Et il baisse les yeux sur son bouquin. Il ne se doute pas une seule seconde d'à quel point ça me chamboule.

-Vous me faites chier, râle Elik.

Il fait un grand geste théâtrale en désignant l'avant du pick-up, là où se trouve Fern :

-Je nage en pleine dépression de friendzone, là. Vous pourriez compatir, plutôt que vous bouffer du regard juste sous mon nez.

Fynn s'esclaffe.

-Elle va revenir en courant, déclare-t-il, je ne vois pas d'autres options. Tu es un chic type.

-Ça ne suffit plus d'être un « chic type » de nos jours, mon ami.

Leur conversation reste douce, malgré le malheur d'Elik. C'est quelque chose que j'apprécie beaucoup en lui : il relativise. Ou alors il cache sa peine pour effrayer personne. Option que j'apprécie tout autant.

-Qu'est-ce qu'il faut faire alors ? s'intéresse Fynn en me jetant un coup d'œil amusé.

-Faut être heureux déjà, c'est un bon début.

Ça n'a pas le mérite de faire rire Fynn.

-Heureux ? demande ce dernier, stupéfait. Tu n'es pas heureux, ici, avec nous ?

-Là n'est pas la question..., tente-t-il de calmer le jeu.

-Si, Elik. Là est totalement la question. Je pensais que tu oubliais peu à peu Sawla, que cette tournée était une opportunité pour détendre l'atmosphère. C'était ton idée et tu n'es quand même pas satisfait du résultat ?

-Ce n'est pas la première, ni la dernière fois, qu'un Homme fait une faute dans le calcul.

Elik se redresse un peu, de façon à s'appuyer contre la cabine de conduite, nous faisant ainsi face :

-Je n'arrive plus à me souvenir comment on fait, lâche-t-il.

-Quoi ? s'interroge Fynn, perdu.

-Comment on peut être heureux, Fynn ? Comment on peut se réveiller avec le sourire, quand on sait que la journée nous réserve un tas de mauvaises surprises ? Comment on peut aimer, quand on sait que ça fait si mal quand tout doit s'arrêter ? Comment ? Dis-moi. Je ne peux plus. Je suis arrivé à mon cotta de malheurs et j'ai sans cesse peur de m'enfoncer un peu plus encore.

Fynn secoue la tête, déterminé. Il serre les poings et se rapproche un peu de son ami pour lui souffler :

-Le bonheur se cache partout. L'important c'est d'arriver à le voir, Elik, et c'est là le plus dur. Parce que très souvent, c'est si futile qu'on l'oublierait presque. C'est seulement quand on perd ces petites habitudes qu'on se rend compte du bonheur que ça nous procurait. Le problème avec la joie, c'est que ça devient une habitude, une simple routine comme une autre.

Elik se contente de lever les yeux au ciel d'un air détaché, l'air de dire « Je ne sais pas trop ce que tu cherches à me dire, mais t'es pas obligé de parler aussi bien avec moi. On n'est pas en cours de français, encore moi de philo, mec ».
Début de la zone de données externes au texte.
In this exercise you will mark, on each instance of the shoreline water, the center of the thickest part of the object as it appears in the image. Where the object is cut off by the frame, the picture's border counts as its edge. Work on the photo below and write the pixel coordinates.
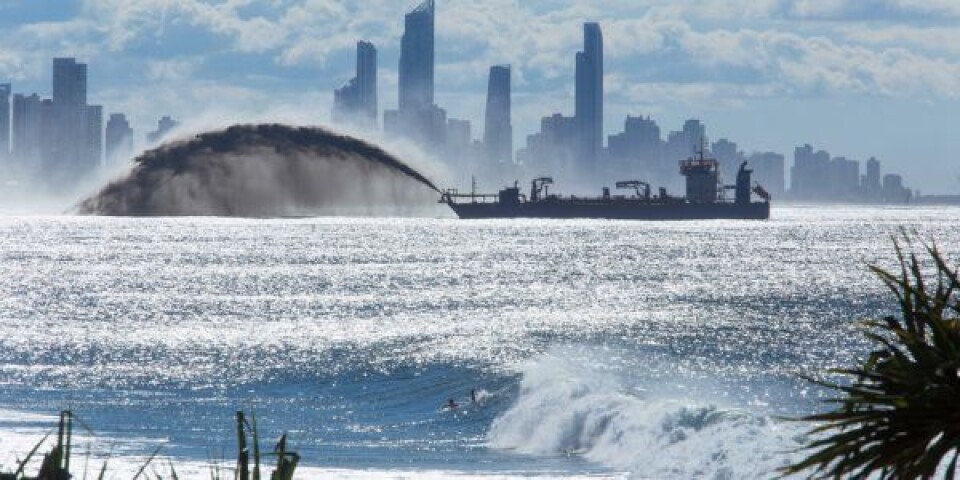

-Le bonheur, poursuit Fynn, c'est avoir réussi à sortir de ton lit aujourd'hui, c'est ce cours de maths que tu as compris, c'est ce prof absent, c'est le sourire d'un inconnu dans le métro. C'est manger jusqu'à n'en plus pouvoir, c'est t'endormir avec le bruissement du vent contre les arbres, c'est te réveiller et te rendre compte qu'il te reste encore une heure de sommeil. C'est ce match de football en bonne compagnie, c'est les restes de pizza d'hier soir, c'est le coucher de soleil qui masse ta peau. C'est ce dessin animé que tu décides de revoir, c'est rentrer chez toi après une longue journée de cours et pouvoir dire à ta mère que tu l'aimes. C'est crier les paroles de ta chanson préférée sous la douche, dans ta voiture ou dans une soirée où tu ne connais finalement personne. C'est jouer avec ton chien, c'est relire ce bouquin que tu as déjà lu dix fois. C'est ces longs mois de dure labeur, à ne jamais voir le fond. Pour finalement trouver la paix. C'est se rendre compte que le bonheur c'est ça : des moments si fragiles et éphémères.